The beginning of transmissibility is related to viremia and the appearance of the first symptoms, although during the incubation period, in which infected people are asymptomatic, the virus is not detected in blood or body fluids, therefore that the virus is not transmitted. Therefore, transmissibility begins when symptoms develop and persists as long as there is virus in the blood.

This disease is very virulent, in fact its fatality rate, according to the WHO, is 88%. In the worst phase of the disease, the WHO details that “patients present a ‘ghost-like appearance’ due to sunken eyes, facial inexpression and extreme lethargy.”
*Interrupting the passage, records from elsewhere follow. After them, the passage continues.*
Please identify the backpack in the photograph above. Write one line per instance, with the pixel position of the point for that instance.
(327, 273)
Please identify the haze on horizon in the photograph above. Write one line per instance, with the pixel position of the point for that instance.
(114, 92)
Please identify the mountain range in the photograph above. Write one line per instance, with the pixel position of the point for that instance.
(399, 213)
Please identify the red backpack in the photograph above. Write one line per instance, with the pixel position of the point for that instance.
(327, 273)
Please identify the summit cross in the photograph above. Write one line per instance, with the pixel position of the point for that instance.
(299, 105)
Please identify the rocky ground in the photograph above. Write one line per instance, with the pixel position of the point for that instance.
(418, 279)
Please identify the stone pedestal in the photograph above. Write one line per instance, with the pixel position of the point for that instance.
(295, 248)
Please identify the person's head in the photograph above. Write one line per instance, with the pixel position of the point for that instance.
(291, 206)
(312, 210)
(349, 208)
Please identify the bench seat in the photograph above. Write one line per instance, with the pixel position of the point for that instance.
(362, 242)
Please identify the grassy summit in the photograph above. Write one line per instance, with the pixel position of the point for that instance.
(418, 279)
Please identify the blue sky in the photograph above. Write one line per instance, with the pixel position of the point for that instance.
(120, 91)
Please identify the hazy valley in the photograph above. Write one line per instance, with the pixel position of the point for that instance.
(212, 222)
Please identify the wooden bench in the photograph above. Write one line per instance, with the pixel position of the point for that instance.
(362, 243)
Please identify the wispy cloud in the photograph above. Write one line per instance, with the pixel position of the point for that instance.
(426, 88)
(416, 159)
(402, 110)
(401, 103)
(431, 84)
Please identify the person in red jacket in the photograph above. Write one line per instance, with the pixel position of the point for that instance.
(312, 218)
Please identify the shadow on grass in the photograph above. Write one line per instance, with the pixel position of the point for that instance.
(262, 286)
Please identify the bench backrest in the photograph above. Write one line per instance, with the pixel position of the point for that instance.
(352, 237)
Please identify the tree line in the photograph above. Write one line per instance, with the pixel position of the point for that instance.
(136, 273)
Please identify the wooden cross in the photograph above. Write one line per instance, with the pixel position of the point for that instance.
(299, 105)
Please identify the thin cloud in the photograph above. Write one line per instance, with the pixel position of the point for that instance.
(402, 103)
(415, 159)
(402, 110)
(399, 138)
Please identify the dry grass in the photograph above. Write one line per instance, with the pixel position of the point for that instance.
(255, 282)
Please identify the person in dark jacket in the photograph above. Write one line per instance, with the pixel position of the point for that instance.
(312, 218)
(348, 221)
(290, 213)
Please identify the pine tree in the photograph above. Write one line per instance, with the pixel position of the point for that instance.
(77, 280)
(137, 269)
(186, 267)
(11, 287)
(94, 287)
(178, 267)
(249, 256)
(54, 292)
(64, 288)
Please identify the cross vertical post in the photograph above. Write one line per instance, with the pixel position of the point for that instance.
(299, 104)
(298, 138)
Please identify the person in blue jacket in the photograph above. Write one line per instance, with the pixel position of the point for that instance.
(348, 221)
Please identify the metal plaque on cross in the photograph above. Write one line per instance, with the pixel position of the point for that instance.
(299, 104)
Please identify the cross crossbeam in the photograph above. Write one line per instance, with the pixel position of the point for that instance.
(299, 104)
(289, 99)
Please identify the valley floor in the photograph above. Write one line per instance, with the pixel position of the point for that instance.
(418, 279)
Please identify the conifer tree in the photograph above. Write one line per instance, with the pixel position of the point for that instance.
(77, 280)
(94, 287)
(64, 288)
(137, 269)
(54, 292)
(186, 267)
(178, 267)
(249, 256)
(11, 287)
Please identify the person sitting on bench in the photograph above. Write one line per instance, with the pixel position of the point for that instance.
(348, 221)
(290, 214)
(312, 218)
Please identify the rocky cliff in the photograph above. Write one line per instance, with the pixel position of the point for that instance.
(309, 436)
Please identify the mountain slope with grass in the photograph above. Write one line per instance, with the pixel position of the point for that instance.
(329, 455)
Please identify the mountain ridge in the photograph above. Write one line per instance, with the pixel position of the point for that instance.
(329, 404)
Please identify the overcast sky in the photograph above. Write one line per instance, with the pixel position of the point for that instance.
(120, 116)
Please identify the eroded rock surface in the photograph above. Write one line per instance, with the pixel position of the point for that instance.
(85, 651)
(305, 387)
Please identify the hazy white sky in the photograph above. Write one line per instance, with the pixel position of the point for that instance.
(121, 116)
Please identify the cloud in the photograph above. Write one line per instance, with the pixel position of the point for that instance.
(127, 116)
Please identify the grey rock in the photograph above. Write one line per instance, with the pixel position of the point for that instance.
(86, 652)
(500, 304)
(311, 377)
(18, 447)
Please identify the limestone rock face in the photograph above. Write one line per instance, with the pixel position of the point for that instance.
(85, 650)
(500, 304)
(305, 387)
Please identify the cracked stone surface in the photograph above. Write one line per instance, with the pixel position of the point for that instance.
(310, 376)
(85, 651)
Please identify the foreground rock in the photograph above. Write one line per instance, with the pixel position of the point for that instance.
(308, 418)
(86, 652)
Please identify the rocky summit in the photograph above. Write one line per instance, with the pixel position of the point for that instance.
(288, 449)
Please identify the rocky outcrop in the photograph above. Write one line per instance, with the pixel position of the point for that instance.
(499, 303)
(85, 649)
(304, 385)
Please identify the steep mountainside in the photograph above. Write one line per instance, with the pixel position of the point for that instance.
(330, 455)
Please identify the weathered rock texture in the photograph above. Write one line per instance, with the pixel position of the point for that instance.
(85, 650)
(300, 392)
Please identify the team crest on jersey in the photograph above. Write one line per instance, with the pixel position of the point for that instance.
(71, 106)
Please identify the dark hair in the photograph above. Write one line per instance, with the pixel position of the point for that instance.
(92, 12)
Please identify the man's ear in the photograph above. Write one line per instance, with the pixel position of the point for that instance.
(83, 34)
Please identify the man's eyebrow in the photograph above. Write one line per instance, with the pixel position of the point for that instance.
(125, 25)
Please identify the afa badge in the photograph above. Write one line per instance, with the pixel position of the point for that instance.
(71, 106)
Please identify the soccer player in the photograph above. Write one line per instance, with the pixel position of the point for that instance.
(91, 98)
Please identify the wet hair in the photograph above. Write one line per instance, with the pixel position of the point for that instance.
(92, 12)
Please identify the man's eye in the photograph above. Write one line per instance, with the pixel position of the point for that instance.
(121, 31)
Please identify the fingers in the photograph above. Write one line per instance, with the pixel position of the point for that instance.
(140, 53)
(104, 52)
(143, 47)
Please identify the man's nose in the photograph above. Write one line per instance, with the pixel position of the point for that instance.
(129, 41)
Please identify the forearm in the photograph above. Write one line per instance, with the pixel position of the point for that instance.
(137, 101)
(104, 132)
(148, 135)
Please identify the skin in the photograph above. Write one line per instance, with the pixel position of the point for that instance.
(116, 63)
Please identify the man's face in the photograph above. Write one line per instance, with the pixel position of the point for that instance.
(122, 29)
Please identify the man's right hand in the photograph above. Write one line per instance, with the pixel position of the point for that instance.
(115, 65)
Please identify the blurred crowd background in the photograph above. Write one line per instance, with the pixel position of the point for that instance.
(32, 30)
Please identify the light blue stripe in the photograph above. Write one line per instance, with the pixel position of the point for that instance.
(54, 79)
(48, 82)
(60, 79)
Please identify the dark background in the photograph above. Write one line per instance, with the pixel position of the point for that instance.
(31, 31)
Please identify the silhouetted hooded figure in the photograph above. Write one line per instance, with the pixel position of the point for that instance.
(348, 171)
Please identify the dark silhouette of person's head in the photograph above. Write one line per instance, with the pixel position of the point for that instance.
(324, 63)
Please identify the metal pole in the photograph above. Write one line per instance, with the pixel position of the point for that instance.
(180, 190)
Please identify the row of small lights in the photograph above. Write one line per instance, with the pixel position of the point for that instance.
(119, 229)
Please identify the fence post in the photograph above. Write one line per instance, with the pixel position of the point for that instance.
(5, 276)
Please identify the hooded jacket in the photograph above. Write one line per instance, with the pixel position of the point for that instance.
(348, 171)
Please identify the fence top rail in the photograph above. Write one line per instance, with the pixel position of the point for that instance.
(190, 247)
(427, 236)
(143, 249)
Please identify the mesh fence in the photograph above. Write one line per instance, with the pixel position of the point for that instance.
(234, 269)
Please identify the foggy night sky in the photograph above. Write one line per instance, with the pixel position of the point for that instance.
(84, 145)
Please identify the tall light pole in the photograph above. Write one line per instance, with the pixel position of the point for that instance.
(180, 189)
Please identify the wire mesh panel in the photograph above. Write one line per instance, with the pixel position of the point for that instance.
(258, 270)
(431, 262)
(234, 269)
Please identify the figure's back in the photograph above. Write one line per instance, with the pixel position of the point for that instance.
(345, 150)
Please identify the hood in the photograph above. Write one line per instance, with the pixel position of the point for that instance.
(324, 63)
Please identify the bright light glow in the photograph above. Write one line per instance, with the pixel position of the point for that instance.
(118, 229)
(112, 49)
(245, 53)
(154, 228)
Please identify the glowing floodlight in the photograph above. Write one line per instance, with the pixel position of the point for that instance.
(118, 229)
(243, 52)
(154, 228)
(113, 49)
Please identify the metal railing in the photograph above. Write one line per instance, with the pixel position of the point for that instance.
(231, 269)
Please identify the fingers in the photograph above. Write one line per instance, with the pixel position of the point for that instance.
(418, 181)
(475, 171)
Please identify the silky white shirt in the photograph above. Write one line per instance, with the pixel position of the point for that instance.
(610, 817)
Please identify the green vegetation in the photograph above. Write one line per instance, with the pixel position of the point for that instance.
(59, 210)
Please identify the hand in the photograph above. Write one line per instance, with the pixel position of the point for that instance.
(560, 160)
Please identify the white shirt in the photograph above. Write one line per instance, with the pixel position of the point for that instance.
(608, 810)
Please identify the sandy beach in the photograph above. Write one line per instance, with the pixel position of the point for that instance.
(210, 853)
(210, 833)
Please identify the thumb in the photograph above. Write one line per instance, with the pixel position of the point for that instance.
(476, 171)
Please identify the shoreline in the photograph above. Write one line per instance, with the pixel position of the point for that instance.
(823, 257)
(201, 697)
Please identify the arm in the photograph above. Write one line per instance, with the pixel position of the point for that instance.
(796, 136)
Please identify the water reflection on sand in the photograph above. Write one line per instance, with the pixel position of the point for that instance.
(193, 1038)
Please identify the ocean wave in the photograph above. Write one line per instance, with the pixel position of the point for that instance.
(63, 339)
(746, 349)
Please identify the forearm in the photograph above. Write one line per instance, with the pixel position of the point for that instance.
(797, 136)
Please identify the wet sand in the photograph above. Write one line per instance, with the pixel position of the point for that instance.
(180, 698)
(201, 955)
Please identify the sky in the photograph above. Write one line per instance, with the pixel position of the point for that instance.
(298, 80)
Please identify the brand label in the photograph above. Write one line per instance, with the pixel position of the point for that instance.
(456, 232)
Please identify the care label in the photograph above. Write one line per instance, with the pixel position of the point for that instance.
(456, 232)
Currently, there are no vaccines or antiviral treatments approved to treat the virus. The only thing that has been shown is that supportive therapy with intravenous fluids, supplemental oxygen, electrolytes, etc., can significantly improve clinical outcome.

However, some pharmaceutical products such as immunotherapeutics, interferons or antivirals are being developed to combat the disease. Specifically, antivirals such as faviparavir and remdesivir appear to be advantageous in non-human primates, but there is still no clear evidence of their benefit in humans.

There is also no authorized vaccine, although the European Medicines Agency (EMA) has authorized the ‘Zabdeno’ and ‘Mvabea’ vaccines for post-exposure prophylaxis of Ebola virus disease.